The paper is interesting and notable for tackling the difficult case of using recurrent neural networks to do learning. The function class it learns seems to be identical to the function classes learned by Allen-Zhu et al. in prior works, which are known to be learnable in polynomial-time via other methods. The main technical difference from this paper and previous work (per the authors) seems to be Lemma 5.2b. What happens if the inputs are not norm 1? What sort of complexity bounds are obtained in this case? Also, how does the complexity scale with the lipschitzness/boundedness of the loss function (currently assumed to be 1)? Are there hardness results indicating that your results are best possible?

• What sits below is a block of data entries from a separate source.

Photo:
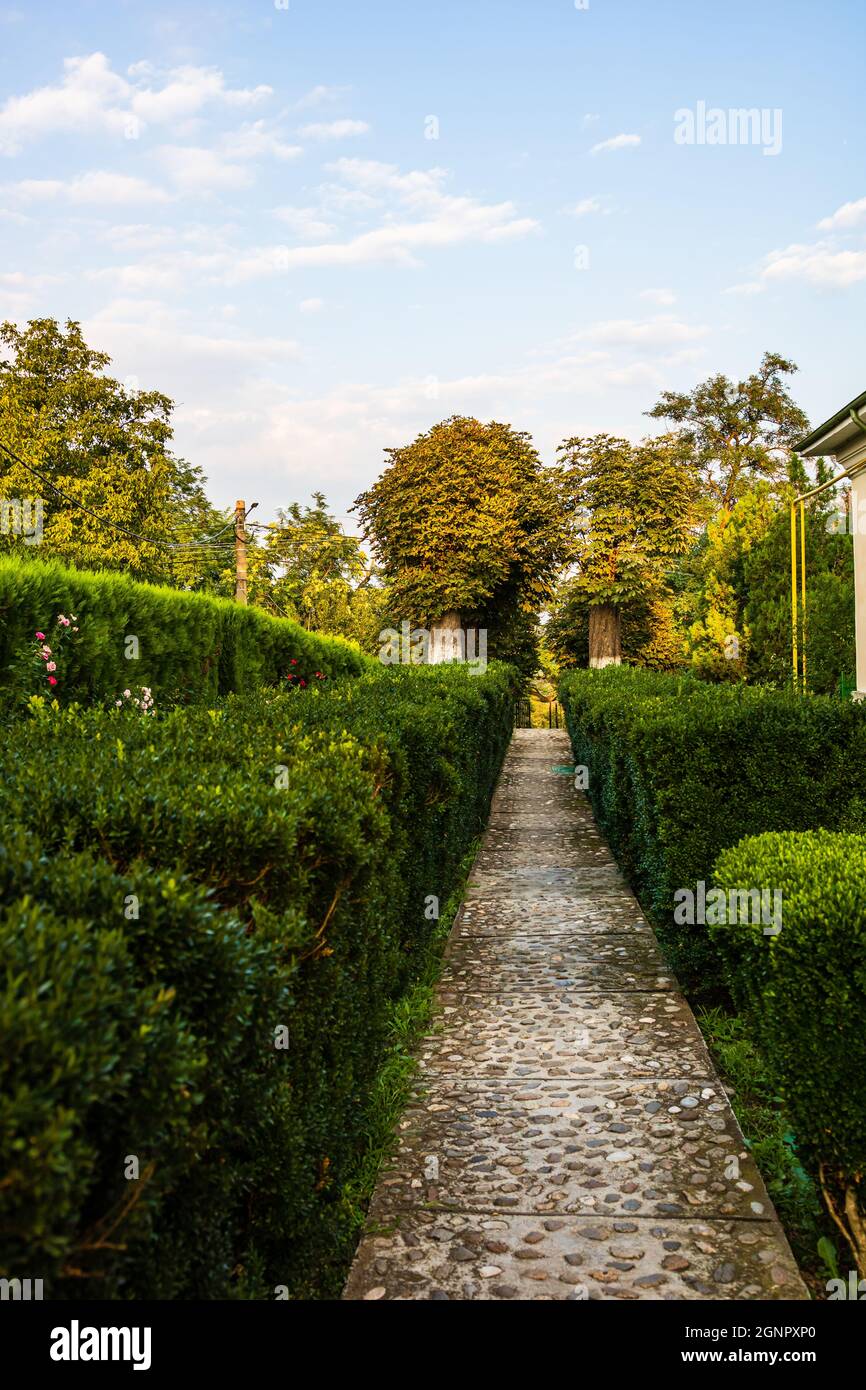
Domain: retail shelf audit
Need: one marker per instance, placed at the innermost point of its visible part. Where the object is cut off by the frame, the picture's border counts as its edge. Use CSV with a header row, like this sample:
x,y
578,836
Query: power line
x,y
135,535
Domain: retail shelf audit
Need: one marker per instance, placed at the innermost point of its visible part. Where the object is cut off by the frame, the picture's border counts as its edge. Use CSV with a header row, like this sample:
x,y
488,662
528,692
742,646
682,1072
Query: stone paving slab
x,y
519,961
534,880
635,1148
565,1034
448,1255
567,1137
552,915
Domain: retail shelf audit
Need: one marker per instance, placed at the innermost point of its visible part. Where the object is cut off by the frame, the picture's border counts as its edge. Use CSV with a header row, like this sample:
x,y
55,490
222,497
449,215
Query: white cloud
x,y
93,99
819,263
89,97
441,220
587,206
196,170
305,223
660,331
320,95
751,287
95,186
659,296
334,129
255,139
850,214
462,220
616,142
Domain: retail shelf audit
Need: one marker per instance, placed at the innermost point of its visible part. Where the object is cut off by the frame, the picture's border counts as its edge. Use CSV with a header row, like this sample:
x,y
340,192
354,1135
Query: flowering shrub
x,y
142,701
300,681
49,655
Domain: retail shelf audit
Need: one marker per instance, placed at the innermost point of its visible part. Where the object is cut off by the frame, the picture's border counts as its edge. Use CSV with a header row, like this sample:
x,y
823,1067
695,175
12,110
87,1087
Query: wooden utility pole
x,y
239,552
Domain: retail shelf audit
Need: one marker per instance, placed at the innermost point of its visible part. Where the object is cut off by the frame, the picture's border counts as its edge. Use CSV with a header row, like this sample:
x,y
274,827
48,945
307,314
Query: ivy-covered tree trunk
x,y
605,638
445,640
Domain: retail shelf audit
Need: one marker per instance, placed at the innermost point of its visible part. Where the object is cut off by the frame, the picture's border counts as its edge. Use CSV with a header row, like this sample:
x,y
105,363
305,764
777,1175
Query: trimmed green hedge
x,y
192,648
284,851
804,995
680,770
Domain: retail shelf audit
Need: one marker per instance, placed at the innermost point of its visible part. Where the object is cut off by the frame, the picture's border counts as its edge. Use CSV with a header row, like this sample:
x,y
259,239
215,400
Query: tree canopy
x,y
114,495
466,519
738,432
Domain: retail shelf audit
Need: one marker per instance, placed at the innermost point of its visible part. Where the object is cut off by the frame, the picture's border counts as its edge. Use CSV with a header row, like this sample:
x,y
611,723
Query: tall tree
x,y
470,530
310,570
634,512
103,455
738,432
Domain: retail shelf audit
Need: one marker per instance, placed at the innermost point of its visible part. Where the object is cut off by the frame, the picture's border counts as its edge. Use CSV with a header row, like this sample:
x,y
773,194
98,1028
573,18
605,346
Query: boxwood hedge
x,y
188,647
680,770
181,897
804,995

For example, the 'almost polynomial' result of L^{O(log 1/\eps)}, is it possible this can be improved? Can you give some explanation as to what this function H is from Lemma 5.2? Roughly what techniques are involved? Why is "n" considered a noise parameter? I did not follow. The main concern is how much does this paper overlap with several other works analyzing SGD on overparameterized networks, most notably the work of Allen-Zhu et al. The authors indicate that the proof here is substantially different and more difficult.

Reviewer 2

This paper show that Elman RNNs optimized with vanilla SGD can learn concepts where the target output at each position of the sequence is any function of the previous L inputs that can be encoded in a two-layer smooth neural network. There are multiple assumptions and complications in showing the main result. The crux of the proof is to show that if the RNN is overparameterized enough, then if we start from a randomly initialized RNN matrix W, there exists a function which is linear in matrix W* whose value at a specific W* is a good approximation to the target in the concept class. Showing that SGD moves in a direction similar to such W* gives the desired result. Another interesting aspect of the main result is that the number of samples that SGD needs depends only logarithmically with respect to the number of RNN neurons, making it applicable to overparameterized settings. Indeed, for the result to hold, the number of RNN neurons must depend polynomially (or slightly more depending on the complexity of the concept class) on the length L of the sequences. Pros: - Novel result for RNN learnability with generalization bound polynomial in input length. - Sample complexity bound almost independent of size of the RNN - Different properties of RNNs at random initialization (not sure which of these are novel when compared to [2]) Cons: - RNN is so overparameterized that there's a quick shortcut leading close to the optimal solution - Similar in vein to [2] Other: - Can you give some concrete (possibly practical) examples of functions belonging to the concept class? For example does the concept class allow to count, or, say, determine whether an a^nb^m sequence is such that n=m? - Can you give an intuition on the function complexities C_\eps and C_s?

Reviewer 3

The paper proves that RNN trained via SGD when only the weights are trained converges to a point close to the optimum and that the number of examples required for training scales polynomially with the number of training examples. The result is very interesting and novel. Yet, I have few remarks: 1. The work "Robust Large Margin Deep Neural Networks" provides generalization error guarantees that are independent of the number of neurons, unlike what is written in the paper that there is no such generalization result for neural networks till now. 2. I would appreciate seeing a simulation that demonstrates the result proposed in the paper. I believe it is not hard to train such a network when only one matrix is optimized. Indeed, as only one parameter is optimized the performance will be poor but still, it would demonstrate the result. 3. I would appreciate a discussion as to how the work may be extended to learning of the other parameters.